Section 2(34) of the Companies Act, 2013 defines directors. A director is a person appointed to the board of a company. In case of a one person company, there shall be at least one director. Every public company shall have three directors and every private company shall have two directors appointed to it.
POSITION OF DIRECTORS
“The position acquired by the directors in a company is not easy to explain.” 2 Directors are not the owners or servants of the company. Directors are professionals that are hired by the company in order to carry out the functions of the company. It was held in the case of Moriarty v Regent’s Garage Co3, that a director is not a servant of a company and is a controller of the affairs of the company.
1. Directors as Agents
The directors were recognized as the agents of the company in the landmark case of Ferguson v Wilson4. The company can only act through their directors as it is a artificial person. The relation between the director and the company is that of an ordinary agent and a principal relationship respectively.
All the directors are agents of the company and when a director signs on behalf of the company i.e., the principal, the company becomes liable and not the director. In the case named Indian Overseas Bank v RM Marketing5, it was held that the directors cannot be made liable for the loan of the company unless the director has given any personal guarantee to the bank.
2. Directors as Trustees
The Nigerian Act contains the provisions on the position of directors as trustees.6 Directors are considered as the trustees of the company as the money and the property of the company in under the direct control of the directors. In the case of Ramaswamy Iyer v Brahamayya & Co7, it was held that the directors are the trustees of the company and they can be held liable for the misuse of funds as trustees and the cause of action against can survive against their legal representatives in case of death of the director.
The nature of the office of a director makes them the trustee of the company. “The directors manage the affairs of the company for the benefit of the beneficiaries i.e., the shareholders. It is an office of trust, which if they undertake, it is their duty to perform fully and entirely8. There is nothing common between a trustee of will or of a marriage settlement and a director. A director is a paid officer of the company.
In the case named Percival v Wright 9, it was held that the directors are not the trustees of the shareholders but are of the company. The same principle was reiterated in the case of Peskin v Anderson10 , that the directors hold no fiduciary to the shareholders.
3. Directors as organs of Corporate Body
Directors are organs of the corporate body as the company acts through them. In the landmark case of Bath v Standard Land Co Ltd11, it was held that the Board of directors are the brains of the company and the company acts through it. The brain functions and the corporation is said to function12.
A corporation is an artificial person and thus it acts through its limbs i.e., the directors. For some purposes even the secretaries have been recognized as the organs of the corporate body.
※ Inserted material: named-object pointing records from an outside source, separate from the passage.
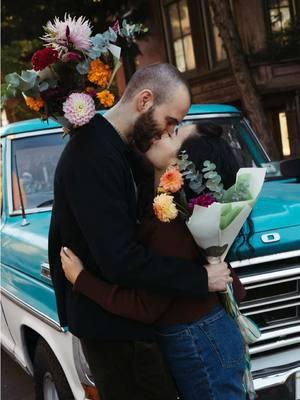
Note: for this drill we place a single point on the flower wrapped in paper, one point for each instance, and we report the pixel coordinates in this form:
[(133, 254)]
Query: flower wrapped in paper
[(215, 218), (72, 75)]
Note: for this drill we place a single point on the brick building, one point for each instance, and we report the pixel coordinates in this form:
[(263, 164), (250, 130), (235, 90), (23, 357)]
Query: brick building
[(183, 32)]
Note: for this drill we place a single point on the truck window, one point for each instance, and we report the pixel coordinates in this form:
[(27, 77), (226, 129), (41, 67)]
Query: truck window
[(36, 159), (232, 133)]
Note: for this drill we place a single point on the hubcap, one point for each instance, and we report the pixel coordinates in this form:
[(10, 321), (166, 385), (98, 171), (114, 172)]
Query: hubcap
[(49, 389)]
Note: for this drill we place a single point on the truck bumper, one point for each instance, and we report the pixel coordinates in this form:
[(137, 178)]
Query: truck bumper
[(280, 368)]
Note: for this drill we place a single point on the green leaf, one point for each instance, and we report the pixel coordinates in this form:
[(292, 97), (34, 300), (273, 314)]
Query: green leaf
[(228, 215)]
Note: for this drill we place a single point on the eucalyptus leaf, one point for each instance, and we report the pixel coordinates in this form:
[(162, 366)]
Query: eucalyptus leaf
[(83, 67)]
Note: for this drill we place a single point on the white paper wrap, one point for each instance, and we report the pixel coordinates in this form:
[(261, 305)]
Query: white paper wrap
[(205, 224)]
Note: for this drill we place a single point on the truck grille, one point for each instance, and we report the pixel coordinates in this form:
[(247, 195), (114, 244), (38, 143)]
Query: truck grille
[(273, 300)]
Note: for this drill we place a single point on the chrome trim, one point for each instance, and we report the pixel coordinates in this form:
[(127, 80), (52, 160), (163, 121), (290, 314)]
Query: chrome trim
[(263, 259), (262, 302), (256, 139), (212, 115), (270, 276), (279, 333), (31, 211), (274, 345), (265, 310), (45, 271), (276, 379), (33, 311), (10, 138)]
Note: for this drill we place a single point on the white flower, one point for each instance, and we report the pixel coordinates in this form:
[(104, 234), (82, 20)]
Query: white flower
[(68, 34)]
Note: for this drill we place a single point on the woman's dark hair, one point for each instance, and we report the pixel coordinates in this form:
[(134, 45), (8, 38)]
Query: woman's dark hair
[(208, 144)]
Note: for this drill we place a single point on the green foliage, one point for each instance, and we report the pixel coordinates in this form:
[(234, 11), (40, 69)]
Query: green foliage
[(213, 180), (228, 214)]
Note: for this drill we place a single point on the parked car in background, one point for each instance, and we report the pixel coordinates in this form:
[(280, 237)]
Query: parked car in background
[(266, 255)]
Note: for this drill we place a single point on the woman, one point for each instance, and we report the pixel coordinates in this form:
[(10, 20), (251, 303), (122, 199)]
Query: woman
[(200, 342)]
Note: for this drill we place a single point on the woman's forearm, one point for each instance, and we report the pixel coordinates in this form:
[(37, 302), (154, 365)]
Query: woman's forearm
[(135, 304)]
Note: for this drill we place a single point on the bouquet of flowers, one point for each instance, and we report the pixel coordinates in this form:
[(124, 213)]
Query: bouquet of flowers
[(71, 76), (214, 218)]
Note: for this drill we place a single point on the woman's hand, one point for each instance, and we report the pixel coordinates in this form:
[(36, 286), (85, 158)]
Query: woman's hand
[(71, 264)]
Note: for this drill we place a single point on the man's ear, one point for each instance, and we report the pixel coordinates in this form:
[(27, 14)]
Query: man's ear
[(144, 100)]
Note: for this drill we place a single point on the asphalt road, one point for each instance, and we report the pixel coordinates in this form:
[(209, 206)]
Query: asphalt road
[(16, 384)]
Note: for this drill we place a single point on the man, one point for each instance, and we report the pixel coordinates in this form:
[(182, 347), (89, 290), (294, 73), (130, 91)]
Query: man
[(95, 215)]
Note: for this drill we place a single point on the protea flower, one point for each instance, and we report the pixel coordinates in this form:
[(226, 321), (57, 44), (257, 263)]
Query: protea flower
[(71, 33)]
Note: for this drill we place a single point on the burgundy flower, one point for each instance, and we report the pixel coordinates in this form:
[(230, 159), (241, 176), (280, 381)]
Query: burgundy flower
[(71, 56), (116, 26), (42, 58), (203, 200)]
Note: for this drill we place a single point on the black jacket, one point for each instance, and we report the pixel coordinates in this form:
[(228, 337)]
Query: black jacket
[(95, 215)]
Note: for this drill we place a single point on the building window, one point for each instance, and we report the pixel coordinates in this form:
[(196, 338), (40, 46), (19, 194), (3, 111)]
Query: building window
[(220, 53), (280, 14), (286, 149), (178, 18)]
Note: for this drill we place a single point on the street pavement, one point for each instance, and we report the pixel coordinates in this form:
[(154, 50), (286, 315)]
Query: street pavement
[(16, 384)]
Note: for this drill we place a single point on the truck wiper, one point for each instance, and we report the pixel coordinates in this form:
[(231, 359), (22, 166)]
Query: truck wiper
[(45, 203), (24, 220)]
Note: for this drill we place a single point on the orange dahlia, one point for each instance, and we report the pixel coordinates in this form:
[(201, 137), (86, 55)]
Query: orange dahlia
[(106, 98), (171, 180), (34, 104), (164, 207), (99, 73)]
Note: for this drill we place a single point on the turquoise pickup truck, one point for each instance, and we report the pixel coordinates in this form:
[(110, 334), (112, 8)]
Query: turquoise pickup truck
[(266, 255)]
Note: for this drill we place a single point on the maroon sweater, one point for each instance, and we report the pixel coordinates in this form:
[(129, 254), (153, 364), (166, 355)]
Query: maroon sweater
[(169, 239)]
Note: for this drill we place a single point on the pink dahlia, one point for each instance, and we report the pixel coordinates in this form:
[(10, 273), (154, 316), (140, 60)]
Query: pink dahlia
[(67, 34), (203, 200), (79, 108)]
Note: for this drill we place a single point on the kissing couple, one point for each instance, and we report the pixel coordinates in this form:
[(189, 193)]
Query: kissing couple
[(137, 292)]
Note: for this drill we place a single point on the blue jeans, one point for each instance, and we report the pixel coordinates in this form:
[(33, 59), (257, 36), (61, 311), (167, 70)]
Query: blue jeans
[(206, 357)]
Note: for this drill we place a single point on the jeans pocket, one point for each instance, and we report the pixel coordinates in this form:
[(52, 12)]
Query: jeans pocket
[(172, 330), (226, 339)]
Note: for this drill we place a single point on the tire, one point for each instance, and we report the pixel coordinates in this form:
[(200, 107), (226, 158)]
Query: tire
[(50, 382)]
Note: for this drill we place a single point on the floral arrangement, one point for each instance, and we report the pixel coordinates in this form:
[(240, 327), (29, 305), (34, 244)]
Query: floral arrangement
[(214, 217), (71, 76)]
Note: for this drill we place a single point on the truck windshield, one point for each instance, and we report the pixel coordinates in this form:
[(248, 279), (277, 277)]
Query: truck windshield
[(246, 147), (36, 158)]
In the case named, Panorama Developments (Guildford) Ltd v Fidelis Furnishing Fabrics Ltd13, it was held that the company will be made liable for the personal hire of taxis by the secretary of the company while operating from the office of the company.
APPOINTMENT OF DIRECTORS
The management of the company should be in proper hands14 as the success of a company depends largely on the competence and integrity of the directors. The appointment of the directors is strictly regulated by the provisions of the Companies Act, 2013. One evil that was removed by the act is that a company cannot act as a director of another company. No company or firm should be appointed as the director of another company.
No company can appoint any individual as the director unless that individual has received his Director Identification Number under section 154 of the Act.
Company to have Board of Directors- Section 149
According to section 149 of the Act, every company should have a board of directors. These directors should not be artificial person but should consist of individuals. Section 149 also lays down the minimum number of directors required by a company:
1. Public Company – At least three directors
2. Private Company – At least two directors
3. One Person Company – At least one director
The maximum number of directors that can be appointed to the board can be 15. A special resolution has to be passed in order to have more than 15 members. The director appointed to the board should have stayed in India in the previous year for a period of 182 days or more.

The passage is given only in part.